Friday, September 7, 2007

I might be irritating.

I know I'm a newbie.

As I obsessively read other IF blogs (which have really helped me maintain my sanity - and has anyone noticed that these blogs (this one not included!) are almost always witty and eloquently written?) I almost feel like I must come across as a real ignoramus, since I have so far been through nothing compared to most. I hope my ramblings here don't come across like a whiney brat who is complaining because hasn't gotten her way immediately. Do I sound like that? If I do, please let me know - while I won't particularly enjoy hearing that, I would rather be told than to continue to write posts that irritate anyone who may stumble across this.

I mean, I'm screaming about paying for medication - how many have read that and thought 'Oh boy, you're yelling about that? Haven't you heard about IVF?' I posted earlier that I've never seen a BFP - I'm sure some might think 'Yeah, would you rather have that and then miscarry? Then you'll have something to complain about!'

I know I have things to be thankful for - but I am still scared, worried, apprehensive... terrified...
I was beside myself the day I started this blog - started it shortly after I knew the last cycle was a bust. I felt, and still feel like there is something wrong with me - just wrong wrong wrong. If I start thinking about it I start to get teary eyed (very embarrassing when you're at the gym - I'm sure people wonder what the hell I could be crying about on a elliptical machine)

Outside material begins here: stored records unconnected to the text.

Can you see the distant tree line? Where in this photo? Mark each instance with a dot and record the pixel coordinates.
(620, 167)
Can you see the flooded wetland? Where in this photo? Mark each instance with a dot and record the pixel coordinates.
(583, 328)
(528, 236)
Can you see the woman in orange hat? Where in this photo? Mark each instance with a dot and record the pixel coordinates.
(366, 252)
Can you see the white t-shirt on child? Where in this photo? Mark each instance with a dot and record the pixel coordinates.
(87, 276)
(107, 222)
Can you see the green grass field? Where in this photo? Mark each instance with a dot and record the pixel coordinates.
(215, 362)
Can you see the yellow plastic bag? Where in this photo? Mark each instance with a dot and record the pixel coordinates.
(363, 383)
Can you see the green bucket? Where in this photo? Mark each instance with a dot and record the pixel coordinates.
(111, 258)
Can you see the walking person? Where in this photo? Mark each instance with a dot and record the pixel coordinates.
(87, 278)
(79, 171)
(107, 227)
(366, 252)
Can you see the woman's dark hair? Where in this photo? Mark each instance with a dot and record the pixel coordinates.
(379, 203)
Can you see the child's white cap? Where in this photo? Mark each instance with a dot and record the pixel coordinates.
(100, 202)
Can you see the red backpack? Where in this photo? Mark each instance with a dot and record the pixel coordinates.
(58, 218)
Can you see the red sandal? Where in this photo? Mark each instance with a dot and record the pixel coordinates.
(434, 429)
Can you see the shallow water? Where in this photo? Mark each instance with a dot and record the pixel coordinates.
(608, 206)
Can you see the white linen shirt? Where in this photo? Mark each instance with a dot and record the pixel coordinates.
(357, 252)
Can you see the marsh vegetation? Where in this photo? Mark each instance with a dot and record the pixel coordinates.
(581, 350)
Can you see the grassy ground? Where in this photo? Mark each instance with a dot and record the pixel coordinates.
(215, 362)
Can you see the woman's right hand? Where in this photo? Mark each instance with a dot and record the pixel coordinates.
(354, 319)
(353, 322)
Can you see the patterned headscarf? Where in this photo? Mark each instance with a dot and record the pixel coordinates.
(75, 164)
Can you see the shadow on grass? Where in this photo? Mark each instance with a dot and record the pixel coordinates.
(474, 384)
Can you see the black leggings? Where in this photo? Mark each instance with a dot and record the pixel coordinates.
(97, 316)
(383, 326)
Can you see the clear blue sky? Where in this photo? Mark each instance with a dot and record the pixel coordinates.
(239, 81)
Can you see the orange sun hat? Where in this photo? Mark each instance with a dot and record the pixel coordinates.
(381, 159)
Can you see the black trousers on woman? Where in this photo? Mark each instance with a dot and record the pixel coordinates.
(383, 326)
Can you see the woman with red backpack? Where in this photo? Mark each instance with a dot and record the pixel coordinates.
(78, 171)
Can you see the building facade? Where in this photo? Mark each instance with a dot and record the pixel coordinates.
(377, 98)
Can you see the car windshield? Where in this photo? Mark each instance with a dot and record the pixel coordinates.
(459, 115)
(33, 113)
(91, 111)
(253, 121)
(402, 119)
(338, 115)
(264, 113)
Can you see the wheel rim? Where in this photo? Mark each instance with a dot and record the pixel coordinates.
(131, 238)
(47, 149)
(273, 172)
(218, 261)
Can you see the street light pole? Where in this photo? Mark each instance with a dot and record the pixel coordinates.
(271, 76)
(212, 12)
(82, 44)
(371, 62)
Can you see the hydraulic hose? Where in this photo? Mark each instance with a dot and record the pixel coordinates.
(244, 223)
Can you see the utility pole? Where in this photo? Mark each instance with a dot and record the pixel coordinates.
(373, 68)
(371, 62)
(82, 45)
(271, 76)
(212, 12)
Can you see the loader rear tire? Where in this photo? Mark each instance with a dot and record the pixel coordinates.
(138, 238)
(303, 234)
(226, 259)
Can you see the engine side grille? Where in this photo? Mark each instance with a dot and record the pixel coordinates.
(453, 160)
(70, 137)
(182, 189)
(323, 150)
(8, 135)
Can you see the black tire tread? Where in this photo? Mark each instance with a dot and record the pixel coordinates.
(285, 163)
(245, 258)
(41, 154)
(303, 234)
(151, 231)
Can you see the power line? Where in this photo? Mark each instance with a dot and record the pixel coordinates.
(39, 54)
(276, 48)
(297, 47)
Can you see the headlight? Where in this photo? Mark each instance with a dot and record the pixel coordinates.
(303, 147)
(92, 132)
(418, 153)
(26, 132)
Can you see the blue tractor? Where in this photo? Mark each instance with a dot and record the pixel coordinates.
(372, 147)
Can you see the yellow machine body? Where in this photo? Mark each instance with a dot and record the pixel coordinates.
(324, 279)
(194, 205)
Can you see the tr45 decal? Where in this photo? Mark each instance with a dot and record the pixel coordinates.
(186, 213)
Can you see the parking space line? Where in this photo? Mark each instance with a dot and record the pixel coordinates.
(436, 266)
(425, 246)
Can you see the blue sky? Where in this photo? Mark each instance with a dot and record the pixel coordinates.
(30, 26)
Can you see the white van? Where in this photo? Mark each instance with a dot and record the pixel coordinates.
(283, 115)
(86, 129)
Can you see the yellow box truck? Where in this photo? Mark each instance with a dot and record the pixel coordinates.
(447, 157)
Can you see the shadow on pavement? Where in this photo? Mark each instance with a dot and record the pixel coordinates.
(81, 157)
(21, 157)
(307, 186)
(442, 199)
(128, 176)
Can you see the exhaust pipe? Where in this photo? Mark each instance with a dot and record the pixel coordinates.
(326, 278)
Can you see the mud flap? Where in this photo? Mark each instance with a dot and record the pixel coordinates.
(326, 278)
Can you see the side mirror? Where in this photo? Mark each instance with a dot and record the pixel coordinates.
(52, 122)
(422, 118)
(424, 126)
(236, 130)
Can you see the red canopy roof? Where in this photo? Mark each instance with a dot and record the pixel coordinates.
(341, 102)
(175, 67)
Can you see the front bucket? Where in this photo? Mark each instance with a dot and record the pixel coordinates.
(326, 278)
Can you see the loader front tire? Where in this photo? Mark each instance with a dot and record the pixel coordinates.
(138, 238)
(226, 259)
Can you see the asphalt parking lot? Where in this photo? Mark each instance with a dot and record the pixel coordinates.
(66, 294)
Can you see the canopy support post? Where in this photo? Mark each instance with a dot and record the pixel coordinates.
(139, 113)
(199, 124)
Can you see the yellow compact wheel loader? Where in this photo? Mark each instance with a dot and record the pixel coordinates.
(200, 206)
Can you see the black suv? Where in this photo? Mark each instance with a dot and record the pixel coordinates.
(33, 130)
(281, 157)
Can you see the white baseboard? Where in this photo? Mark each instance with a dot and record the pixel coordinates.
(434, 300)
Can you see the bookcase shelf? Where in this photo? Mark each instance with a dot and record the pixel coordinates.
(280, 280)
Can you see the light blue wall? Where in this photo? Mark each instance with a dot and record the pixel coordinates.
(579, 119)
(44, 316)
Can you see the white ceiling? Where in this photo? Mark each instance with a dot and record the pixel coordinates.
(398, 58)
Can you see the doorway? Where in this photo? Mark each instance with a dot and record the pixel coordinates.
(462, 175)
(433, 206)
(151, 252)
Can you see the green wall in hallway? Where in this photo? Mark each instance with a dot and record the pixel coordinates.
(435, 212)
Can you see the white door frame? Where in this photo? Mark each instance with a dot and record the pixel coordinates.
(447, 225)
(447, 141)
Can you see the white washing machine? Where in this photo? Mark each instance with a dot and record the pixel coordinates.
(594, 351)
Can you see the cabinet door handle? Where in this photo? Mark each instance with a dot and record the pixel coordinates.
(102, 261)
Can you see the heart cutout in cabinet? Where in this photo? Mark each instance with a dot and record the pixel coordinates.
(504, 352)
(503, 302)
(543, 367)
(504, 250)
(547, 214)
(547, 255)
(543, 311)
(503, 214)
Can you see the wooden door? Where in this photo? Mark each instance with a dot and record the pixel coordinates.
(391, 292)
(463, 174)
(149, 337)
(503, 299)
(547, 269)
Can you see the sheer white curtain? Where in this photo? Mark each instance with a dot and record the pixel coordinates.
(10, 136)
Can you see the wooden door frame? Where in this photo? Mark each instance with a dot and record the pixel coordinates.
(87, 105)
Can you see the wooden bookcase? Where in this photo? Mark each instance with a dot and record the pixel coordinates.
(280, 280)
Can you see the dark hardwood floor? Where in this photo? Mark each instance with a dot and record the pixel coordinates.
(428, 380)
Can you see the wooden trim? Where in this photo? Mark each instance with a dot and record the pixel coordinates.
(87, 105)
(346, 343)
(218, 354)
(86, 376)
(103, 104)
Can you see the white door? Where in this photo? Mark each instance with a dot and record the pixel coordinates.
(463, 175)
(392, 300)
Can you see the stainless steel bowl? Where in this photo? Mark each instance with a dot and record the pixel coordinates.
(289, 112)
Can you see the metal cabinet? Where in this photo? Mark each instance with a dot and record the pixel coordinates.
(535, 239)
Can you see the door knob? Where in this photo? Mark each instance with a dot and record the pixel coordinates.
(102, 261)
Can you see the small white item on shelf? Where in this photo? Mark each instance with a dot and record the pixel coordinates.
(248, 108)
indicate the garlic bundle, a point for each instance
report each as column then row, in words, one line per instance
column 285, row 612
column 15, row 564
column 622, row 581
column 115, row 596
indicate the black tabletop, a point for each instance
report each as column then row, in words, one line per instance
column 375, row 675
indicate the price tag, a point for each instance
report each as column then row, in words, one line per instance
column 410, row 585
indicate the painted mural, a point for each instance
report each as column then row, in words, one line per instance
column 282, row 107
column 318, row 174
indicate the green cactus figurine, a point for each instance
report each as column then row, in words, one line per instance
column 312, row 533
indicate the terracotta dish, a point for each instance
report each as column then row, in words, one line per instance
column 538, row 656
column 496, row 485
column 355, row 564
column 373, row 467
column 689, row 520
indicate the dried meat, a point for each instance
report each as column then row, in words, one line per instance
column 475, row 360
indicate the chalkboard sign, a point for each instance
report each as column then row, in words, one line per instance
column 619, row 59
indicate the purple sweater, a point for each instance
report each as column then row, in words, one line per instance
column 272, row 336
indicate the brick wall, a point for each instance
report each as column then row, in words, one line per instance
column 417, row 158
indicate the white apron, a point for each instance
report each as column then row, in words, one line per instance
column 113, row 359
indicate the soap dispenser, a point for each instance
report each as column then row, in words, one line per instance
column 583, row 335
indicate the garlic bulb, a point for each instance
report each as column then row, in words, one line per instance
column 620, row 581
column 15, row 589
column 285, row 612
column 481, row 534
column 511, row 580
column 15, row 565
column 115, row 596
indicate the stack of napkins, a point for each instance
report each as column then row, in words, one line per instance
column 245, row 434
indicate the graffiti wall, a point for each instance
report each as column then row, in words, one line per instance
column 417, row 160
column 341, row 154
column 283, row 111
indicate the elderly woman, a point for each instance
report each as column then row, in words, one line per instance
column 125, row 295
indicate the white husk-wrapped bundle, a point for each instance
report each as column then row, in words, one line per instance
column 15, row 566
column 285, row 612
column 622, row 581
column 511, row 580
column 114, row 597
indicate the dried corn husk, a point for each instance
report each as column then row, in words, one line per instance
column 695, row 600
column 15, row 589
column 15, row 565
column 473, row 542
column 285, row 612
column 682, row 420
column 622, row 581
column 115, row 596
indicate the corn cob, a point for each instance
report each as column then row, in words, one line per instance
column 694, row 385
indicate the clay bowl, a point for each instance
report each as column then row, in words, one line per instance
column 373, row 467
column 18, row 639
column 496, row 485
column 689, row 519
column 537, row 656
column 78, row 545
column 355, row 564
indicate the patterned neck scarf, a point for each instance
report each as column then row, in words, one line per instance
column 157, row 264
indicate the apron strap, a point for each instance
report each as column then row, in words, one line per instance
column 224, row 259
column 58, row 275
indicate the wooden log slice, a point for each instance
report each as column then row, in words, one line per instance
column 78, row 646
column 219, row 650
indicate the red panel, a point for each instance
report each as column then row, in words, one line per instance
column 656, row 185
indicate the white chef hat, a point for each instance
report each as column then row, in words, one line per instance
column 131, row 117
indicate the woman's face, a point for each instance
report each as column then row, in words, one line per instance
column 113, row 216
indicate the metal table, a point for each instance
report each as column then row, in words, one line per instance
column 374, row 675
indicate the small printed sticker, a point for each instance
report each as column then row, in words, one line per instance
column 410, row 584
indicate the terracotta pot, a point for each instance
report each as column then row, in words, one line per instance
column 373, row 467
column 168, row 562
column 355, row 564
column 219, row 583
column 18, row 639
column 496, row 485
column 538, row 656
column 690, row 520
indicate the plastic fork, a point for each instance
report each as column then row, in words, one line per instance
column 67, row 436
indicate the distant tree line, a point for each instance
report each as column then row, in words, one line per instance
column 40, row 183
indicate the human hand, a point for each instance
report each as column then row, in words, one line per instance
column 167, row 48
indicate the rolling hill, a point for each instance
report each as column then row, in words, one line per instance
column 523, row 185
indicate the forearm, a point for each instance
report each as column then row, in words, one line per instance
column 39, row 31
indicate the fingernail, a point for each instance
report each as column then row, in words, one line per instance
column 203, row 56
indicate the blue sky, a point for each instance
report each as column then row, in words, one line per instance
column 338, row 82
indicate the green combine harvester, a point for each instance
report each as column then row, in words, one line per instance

Well, as I was writing the above, the RE's office called.... change in procedure. I guess my bloodwork came back with some interesting results. Not sure what, the nurse did not say, but I am guessing at least creeping LH levels. instead of taking 115 gona.l f tonight and tomorrow and skipping Sunday, I am supposed to skip tonight, then take 100 tomorrow morning, then 75 on Sunday. I also need to take the ganarelli.x. I'll be interested to see what's going on with the marching follies on Monday.

1 comment:

Egged Out said...

Just write how you feel - everyone was a newbie at one point and hoped that their foray into IFLand would be brief and have a happy ending. The first time I gave myself a trigger shot (during a clom.id cycle) I thought I was a hero. I don't even like swallowing pills and I gave myself a shot. Well, 9 months later, I just finished a week of giving myself 3 shots daily. The me of 9 months ago never could have anticipated the me of today who casually gives herself shots in the kitchen while talking to my husband about his day. It's a journey. I hope you have success this cycle and never have to write about trying to pay for ivf. Good luck.